For the foreseeable future, however, the two groups may be stuck with one another. The Park and Recreation Commission did not appear to be in any hurry to adopt Rhoades’ plan.

“I think we have to tread really, really carefully here,” commission member Dina Hannigan said after Rhoades made her presentation. “I think we need to take a little bit of a step back, in that the temperature of this situation, as we know, is high. While we definitely want to work with the pickleball community, and we want everybody to be happy. Things sometimes need time.” 

Rhoades said she could read where it all was going, and that with things having calmed since the April incident, altering the status quo was unlikely. But that still leaves her fellow pickleball enthusiasts without enough places to play.

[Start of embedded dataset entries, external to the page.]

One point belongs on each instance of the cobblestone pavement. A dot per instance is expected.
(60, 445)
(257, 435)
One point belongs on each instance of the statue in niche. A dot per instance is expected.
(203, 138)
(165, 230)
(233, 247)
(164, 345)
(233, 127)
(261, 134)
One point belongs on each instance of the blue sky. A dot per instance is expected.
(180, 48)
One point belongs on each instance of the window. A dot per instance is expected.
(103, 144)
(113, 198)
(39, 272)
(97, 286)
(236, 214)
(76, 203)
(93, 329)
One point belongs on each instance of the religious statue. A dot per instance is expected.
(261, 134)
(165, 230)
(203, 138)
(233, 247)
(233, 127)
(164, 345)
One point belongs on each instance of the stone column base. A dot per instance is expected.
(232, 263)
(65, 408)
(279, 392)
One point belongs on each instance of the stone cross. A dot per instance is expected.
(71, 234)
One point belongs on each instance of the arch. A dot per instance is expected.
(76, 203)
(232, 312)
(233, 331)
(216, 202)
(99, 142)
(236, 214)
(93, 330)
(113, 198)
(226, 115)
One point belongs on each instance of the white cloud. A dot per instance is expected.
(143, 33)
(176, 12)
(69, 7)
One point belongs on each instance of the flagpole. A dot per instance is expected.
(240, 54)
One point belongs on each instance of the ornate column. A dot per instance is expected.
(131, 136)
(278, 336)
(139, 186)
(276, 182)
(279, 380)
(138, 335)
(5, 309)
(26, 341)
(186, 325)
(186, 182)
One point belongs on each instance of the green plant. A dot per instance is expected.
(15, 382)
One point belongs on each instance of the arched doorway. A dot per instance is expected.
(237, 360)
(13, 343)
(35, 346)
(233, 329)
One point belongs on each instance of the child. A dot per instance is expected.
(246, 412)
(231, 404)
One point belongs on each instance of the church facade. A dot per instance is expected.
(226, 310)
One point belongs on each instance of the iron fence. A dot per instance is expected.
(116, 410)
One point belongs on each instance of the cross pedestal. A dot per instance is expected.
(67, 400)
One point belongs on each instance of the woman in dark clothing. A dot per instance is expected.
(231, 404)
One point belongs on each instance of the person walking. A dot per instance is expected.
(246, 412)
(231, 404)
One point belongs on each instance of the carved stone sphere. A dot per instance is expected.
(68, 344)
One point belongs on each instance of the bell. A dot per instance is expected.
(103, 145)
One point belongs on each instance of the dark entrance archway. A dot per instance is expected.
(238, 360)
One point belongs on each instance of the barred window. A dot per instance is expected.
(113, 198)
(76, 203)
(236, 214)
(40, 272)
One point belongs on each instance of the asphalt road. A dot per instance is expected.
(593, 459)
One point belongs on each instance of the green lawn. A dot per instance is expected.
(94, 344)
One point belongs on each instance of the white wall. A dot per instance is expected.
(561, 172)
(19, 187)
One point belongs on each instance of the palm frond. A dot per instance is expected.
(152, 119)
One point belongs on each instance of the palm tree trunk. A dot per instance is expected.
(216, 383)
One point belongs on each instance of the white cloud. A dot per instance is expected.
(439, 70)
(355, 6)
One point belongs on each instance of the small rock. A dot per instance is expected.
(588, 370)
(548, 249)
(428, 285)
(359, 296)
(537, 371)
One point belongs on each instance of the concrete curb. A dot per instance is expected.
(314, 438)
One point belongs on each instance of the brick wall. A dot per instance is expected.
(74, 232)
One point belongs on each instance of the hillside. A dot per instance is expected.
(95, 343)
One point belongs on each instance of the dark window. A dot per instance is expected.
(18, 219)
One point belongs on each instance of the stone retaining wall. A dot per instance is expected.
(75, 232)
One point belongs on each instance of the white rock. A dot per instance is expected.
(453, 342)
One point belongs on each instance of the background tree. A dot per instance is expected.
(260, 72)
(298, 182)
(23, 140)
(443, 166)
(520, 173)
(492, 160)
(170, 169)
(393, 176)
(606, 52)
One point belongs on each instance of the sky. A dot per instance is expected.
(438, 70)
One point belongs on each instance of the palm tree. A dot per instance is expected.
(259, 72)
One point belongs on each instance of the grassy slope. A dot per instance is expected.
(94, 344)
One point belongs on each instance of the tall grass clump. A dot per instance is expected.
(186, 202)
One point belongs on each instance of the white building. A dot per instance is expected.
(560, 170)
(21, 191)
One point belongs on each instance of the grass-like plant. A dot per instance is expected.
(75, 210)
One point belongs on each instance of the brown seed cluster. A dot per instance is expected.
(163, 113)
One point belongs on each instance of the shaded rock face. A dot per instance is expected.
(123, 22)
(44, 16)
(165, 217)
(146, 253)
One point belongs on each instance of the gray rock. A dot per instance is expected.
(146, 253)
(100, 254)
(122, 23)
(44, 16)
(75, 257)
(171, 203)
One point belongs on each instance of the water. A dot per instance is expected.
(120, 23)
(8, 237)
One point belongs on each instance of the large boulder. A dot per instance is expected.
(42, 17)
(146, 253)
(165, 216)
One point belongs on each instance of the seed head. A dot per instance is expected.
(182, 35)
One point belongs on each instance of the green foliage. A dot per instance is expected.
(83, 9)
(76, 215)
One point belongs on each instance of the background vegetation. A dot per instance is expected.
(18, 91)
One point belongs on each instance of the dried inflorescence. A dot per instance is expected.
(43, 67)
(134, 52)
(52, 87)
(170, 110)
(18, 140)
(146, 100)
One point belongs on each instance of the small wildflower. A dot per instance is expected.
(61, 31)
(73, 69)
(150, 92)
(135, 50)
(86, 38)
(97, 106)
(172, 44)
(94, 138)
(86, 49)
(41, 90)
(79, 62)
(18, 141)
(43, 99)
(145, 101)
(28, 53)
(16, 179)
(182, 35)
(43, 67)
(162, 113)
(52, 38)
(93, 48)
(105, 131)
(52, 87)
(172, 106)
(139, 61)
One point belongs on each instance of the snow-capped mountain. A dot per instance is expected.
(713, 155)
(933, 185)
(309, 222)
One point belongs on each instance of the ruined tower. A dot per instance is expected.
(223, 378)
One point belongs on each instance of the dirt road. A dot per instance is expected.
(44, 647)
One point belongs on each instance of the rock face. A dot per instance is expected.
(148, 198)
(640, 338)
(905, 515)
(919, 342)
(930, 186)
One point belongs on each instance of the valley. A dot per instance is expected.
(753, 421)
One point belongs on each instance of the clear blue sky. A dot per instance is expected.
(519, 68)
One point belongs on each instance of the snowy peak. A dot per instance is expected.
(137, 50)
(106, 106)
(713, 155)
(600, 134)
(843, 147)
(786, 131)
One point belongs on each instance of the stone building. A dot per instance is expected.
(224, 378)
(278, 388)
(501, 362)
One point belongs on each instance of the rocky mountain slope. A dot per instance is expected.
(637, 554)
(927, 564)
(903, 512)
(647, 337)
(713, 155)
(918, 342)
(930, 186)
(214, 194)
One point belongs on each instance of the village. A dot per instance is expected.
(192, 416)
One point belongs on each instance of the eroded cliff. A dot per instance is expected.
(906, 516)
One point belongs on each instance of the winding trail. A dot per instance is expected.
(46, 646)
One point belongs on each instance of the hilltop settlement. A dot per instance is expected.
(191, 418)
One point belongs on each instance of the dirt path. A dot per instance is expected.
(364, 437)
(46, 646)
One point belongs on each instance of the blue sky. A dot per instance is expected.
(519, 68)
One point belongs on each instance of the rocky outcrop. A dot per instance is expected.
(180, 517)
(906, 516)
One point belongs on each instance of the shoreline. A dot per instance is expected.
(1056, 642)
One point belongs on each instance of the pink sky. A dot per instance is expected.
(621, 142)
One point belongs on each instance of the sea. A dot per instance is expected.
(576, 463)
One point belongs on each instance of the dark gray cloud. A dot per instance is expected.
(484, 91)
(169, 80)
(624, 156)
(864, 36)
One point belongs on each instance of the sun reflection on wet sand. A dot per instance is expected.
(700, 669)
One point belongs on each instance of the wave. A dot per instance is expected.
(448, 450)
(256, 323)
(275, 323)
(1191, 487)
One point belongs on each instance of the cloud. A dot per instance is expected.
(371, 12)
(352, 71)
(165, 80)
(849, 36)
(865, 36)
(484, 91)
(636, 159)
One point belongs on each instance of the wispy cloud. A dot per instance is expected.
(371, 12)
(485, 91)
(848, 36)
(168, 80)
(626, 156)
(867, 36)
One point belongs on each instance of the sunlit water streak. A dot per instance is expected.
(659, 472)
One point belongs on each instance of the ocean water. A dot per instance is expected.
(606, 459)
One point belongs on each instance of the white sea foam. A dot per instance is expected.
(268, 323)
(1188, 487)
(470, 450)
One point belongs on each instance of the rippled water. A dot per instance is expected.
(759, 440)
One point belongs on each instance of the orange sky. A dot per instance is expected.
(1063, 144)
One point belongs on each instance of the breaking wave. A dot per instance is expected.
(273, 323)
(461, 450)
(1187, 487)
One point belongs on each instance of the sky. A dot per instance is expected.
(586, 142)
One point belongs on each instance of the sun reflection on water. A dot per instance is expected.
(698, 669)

“Obviously, I’m a little disappointed,” Rhoades said. “I put a lot of work into this. Many mornings, most mornings, pickleball players are waiting around looking at an empty tennis court that we can be using for pickleball. Which is frustrating.”

Meanwhile, the number of pickleballers keeps growing. The Needham Pickleball Facebook group has more than 1,200 members, and to a person they eagerly speak about the social elements, how they can’t get enough, and how they’re getting their friends into the game. One of the new arrivals at last weekend’s event was resident Sara Orozco, who said she picked up the sport only three weeks ago, and is now sometimes arriving before 6 a.m. in order to play her new obsession.  

“Someone lent me their paddle, and the rest is history,” she said. “Now I’m starting to come three times a week.” 

Needham resident Daniel Barbarisi is a senior editor at The Athletic and a non-fiction author.